The cartography of U.S. politics has hardened into cliché: islands of urban blue in a vast sea of rural red. In the recent midterm elections, however, rural working-class whites shifted their votes toward Democrats by seven points. (Rural people of color already largely vote Democratic.) To appreciate the magnitude of the shift, consider that Democrats picked up only two points among blue-collar suburbanites. Still, winning in rural districts will require the Democrats to make a fundamental strategic choice: Do you mobilize voters with a boldly progressive platform, or do you moderate the message in the hope of swinging some independents and Republicans?

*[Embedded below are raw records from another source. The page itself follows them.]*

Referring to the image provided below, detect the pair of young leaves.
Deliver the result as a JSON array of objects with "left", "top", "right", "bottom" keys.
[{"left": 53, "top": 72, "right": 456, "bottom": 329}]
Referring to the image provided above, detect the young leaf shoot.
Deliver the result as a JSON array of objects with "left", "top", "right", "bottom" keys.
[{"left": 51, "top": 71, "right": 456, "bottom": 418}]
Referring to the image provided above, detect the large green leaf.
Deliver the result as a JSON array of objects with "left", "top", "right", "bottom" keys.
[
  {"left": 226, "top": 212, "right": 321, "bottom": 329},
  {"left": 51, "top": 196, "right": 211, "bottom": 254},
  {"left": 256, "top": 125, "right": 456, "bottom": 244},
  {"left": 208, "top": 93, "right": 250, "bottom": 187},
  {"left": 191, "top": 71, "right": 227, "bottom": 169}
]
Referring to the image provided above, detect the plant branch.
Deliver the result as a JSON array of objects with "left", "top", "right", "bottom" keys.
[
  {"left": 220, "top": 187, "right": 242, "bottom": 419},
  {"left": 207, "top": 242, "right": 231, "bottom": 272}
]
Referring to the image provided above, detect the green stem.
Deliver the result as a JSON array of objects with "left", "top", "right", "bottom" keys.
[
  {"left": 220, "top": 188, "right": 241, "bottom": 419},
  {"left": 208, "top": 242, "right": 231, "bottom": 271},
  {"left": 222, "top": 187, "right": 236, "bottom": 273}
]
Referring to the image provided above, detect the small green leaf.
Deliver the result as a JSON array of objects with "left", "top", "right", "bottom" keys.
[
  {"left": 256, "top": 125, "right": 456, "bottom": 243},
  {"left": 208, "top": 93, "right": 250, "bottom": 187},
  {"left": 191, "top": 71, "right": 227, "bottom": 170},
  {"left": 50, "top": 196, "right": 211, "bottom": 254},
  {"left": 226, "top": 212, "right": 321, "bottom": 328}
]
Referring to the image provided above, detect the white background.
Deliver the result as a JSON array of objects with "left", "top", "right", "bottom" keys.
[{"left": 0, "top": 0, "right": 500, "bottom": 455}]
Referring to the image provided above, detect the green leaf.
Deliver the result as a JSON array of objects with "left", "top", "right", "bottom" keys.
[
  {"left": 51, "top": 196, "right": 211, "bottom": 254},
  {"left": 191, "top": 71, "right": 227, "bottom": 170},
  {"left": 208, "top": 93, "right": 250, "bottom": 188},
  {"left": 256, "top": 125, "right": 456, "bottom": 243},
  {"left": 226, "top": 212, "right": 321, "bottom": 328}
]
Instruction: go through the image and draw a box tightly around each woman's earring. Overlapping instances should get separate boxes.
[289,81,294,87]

From her vantage point in the Shenandoah Valley, historian Elizabeth Catte, our lead essayist, sees “a failure of imagination” in the way Democrats are approaching this strategic issue. Catte argues that a deep strain of rural radicalism is already working—with some notable successes—on environmental issues and the fight for a living wage. Moreover, she thinks mainstream, urban progressives have been on a fool’s errand to try to understand the mysteries of red-state “Trump Country.” “It would be far better,” Catte says, “for progressives to save their bubble-popping for moments such as this, when an opportunity emerges to better understand those closer on the political spectrum in those same spaces. The limbo we are trapped in compels white progressives to see themselves in a Trump voter rather than in a rural socialist or communist.”

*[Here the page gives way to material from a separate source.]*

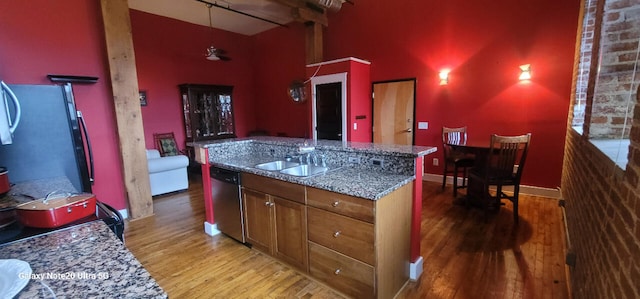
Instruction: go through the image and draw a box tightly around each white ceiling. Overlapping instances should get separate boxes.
[129,0,293,35]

Left Elsewhere grabs this opportunity by putting rural progressives in conversation with their urban cousins. The responses to Catte are varied and passionate. Taken together, they represent a compelling engagement with this important political challenge.

Other essays in the issue provide context for this engagement. In rural Ohio, we see an educator conflicted about being recruited by his district to carry a concealed gun at school. In Louisiana and Mississippi, Robin McDowell and Makani Themba share stories of contemporary organizing informed by the long history of black resistance in the South. In Tennessee and Kentucky, Lesly-Marie Buer shows how radical tools first developed by marginalized groups are proving most successful in combatting the opioid crisis. And in North Carolina, William Barber explains why “the South holds the key to transformation in this country.”

Left Elsewhere was prompted by an immediate political challenge. But it opens up a larger set of issues about how to rethink U.S. politics by linking rural and urban values and experiences. It starts a conversation that will, we hope, continue long past 2020.